『比類なきジーヴス』(67/100)

本の雑誌』のバックナンバーで、「面白い」とあったので手に取ってみた。いやー、これほんと面白いよ! 読了日は7/11。

比類なきジーヴス (ウッドハウス・コレクション)

比類なきジーヴス (ウッドハウス・コレクション)

舞台は1920年頃のイギリス。人がよく呑気な貴族(?)のぼんぼん・バーティーと、彼に忠実に仕え、何でも完璧にこなすスーパー執事・ジーヴス。そこにバーティーの親友で、出会った女性全てに恋をしてしまうビンゴ、揃いも揃っておバカな友人たち、お節介焼きのアガサ叔母さんらが絡み、次々にトラブルが起こるというユーモア小説。
1話ごとに完結してはいるけれど、全体がゆるやかに繋がっているという連作短編集で、どの話も基本パターンはほぼ一緒。ビンゴまたはアガサ叔母さんまたはその他の人のせいでで困った事態に直面したバーティーが、「ジーヴス、助けて!」と泣きつき、ジーヴスがスマートかつ飄々と解決。全編その繰り返しだけど、バーティーの語り口調が実にユーモアに富んでいて、くすくす笑いながら飽きずに読める。
バーティージーヴスの関係は、なんかドラえもんのび太みたいだと思ったけど、バーティーは親友の無茶な頼みを聞いたりしちゃうし、自分が賢くないことを自覚してるし(でもイートン校→オックスフォード卒ならそれなりに教養があるのでは)、のび太よりは性格がいいかも。ジーヴスはジーヴスで、上手くバーティーの手綱を取りながら仕えてる感じなのが愉快。
時折2人が冷戦状態に陥る理由が、バーティージーヴスの忠告を無視して、真っ赤なカマーバンドや紫の靴下といった悪趣味な装身具を身に付けたがるから、というのも笑える。
ラストのオチに驚いた。それと、ジーヴスの淹れる香り高い朝の目覚めの紅茶、私も飲みたいなぁ。

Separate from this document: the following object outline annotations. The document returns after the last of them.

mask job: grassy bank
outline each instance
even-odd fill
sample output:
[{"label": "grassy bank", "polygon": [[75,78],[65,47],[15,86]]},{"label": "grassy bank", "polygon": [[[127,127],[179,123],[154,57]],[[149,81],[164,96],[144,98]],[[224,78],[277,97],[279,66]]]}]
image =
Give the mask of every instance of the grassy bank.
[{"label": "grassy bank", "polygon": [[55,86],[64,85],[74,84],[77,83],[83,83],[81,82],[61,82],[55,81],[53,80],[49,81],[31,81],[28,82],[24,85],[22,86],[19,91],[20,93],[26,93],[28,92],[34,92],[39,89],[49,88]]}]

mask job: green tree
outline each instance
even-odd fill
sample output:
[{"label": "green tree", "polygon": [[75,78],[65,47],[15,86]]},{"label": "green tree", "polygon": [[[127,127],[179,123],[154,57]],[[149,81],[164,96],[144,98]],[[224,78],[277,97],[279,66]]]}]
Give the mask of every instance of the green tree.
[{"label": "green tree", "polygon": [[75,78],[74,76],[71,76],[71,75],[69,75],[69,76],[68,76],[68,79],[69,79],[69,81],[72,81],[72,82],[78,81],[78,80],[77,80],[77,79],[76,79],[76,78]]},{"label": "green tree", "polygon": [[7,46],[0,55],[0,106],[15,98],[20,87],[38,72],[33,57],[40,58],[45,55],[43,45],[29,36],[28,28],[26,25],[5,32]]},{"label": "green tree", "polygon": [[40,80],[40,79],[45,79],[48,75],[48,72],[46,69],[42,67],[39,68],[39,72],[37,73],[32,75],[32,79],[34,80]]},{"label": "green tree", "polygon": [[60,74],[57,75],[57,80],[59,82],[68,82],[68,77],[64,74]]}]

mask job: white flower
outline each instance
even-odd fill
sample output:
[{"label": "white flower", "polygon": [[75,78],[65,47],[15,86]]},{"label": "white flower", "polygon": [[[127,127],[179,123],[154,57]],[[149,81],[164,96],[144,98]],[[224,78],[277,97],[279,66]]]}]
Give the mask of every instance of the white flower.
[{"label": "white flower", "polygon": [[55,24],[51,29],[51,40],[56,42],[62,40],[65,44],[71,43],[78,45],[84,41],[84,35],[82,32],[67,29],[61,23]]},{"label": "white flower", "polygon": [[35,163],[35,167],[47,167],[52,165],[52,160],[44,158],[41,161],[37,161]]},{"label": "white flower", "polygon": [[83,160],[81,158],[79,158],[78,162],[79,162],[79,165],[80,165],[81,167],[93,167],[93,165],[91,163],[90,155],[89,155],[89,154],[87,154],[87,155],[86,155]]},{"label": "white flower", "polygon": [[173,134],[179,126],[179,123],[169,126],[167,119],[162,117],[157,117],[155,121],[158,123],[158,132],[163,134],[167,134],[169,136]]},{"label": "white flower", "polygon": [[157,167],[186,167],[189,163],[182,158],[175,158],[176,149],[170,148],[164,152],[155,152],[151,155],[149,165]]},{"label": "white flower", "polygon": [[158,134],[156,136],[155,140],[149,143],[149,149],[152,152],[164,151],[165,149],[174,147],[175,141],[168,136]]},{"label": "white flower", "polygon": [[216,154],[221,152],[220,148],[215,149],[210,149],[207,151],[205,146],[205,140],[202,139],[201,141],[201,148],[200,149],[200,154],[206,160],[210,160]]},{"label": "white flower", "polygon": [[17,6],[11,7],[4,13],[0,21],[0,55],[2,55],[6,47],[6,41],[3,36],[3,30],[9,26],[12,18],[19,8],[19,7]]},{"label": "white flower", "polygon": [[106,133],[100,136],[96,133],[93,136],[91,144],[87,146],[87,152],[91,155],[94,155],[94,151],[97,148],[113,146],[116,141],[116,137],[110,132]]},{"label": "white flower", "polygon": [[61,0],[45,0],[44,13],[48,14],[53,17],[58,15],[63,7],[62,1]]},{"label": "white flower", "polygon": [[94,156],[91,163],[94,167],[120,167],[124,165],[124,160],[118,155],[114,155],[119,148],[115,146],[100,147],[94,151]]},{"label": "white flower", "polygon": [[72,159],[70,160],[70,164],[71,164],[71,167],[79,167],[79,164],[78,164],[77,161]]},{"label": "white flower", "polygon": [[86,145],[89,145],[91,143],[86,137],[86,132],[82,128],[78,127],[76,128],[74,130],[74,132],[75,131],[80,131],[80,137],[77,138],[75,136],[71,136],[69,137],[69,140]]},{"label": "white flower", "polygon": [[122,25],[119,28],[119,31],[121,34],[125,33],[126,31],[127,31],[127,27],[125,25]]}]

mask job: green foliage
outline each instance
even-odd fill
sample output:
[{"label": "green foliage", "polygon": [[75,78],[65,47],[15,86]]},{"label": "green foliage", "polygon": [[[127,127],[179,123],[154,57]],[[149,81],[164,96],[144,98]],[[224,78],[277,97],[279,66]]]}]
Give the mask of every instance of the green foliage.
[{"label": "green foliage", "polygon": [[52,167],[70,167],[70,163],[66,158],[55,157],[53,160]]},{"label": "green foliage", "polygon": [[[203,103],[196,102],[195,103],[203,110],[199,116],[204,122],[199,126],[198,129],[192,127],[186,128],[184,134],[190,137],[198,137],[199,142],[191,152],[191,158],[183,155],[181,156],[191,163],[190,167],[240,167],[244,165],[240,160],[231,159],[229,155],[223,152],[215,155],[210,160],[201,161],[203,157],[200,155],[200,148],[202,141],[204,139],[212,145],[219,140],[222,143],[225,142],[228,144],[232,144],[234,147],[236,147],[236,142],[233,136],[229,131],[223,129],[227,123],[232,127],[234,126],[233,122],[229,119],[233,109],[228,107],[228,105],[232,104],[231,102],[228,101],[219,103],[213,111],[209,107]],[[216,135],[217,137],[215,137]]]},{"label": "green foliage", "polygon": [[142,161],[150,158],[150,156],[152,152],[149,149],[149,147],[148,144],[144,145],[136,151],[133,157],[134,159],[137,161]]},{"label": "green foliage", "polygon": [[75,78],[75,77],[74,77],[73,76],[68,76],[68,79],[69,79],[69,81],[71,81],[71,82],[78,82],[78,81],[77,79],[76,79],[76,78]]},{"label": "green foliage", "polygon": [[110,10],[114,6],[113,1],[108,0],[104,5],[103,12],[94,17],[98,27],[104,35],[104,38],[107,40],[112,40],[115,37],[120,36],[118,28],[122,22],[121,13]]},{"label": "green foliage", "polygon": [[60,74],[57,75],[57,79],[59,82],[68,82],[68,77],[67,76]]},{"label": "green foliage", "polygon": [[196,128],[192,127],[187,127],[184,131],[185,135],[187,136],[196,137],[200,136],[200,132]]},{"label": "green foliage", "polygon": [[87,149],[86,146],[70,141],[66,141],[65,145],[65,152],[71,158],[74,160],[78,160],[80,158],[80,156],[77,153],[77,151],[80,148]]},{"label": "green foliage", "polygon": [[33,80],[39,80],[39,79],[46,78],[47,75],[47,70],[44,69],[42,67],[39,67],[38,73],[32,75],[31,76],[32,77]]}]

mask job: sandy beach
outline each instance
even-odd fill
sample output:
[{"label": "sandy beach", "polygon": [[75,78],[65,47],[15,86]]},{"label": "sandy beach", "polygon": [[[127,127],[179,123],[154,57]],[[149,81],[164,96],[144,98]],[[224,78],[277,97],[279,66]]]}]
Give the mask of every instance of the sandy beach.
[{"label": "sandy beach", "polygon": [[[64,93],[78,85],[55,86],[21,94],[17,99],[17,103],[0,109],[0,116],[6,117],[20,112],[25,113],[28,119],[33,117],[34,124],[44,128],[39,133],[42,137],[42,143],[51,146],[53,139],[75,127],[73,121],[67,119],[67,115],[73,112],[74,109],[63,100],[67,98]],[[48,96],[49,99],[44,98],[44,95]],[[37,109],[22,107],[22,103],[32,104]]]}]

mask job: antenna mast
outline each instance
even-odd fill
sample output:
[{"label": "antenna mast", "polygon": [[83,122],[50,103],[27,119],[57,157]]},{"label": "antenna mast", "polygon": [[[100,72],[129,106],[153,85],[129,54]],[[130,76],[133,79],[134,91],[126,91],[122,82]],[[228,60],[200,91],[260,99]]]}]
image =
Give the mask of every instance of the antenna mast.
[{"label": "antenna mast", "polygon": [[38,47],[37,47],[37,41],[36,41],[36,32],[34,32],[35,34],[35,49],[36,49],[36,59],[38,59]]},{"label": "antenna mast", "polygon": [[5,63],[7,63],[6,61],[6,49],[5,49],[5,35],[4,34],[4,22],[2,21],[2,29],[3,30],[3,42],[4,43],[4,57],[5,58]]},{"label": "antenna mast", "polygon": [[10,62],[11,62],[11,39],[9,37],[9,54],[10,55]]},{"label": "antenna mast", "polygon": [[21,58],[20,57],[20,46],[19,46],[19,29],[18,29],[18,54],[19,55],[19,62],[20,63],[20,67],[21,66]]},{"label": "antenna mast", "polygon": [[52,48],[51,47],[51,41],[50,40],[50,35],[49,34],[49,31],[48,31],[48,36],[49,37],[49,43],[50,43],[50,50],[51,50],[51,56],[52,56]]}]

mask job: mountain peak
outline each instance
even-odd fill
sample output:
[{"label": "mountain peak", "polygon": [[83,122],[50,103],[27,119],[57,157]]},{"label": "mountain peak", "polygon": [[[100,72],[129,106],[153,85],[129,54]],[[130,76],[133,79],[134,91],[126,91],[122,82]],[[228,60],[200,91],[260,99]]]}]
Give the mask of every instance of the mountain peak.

訳者あとがきにあったけど、ヒュー・グラントがバーティーを演ったら似合いそうだ(今のヒューじゃ歳取り過ぎか)。で、この作品はテレビドラマ化されていて、スティーヴン・フライジーヴスを演じたんだとか。うわー、ぴったりだ!
ウッドハウスはイギリスでは国民的な作家だそうで、彼の作品を知っていれば、モンティ・パイソンももっと楽しめるとのこと。確かに、読み終わった後パイソンズを観たくなる感じ。
古きよき英国好き、執事好き、パイソンズ好きの方には超おすすめ。シリーズ化されてるので、おいおい読んでいく予定。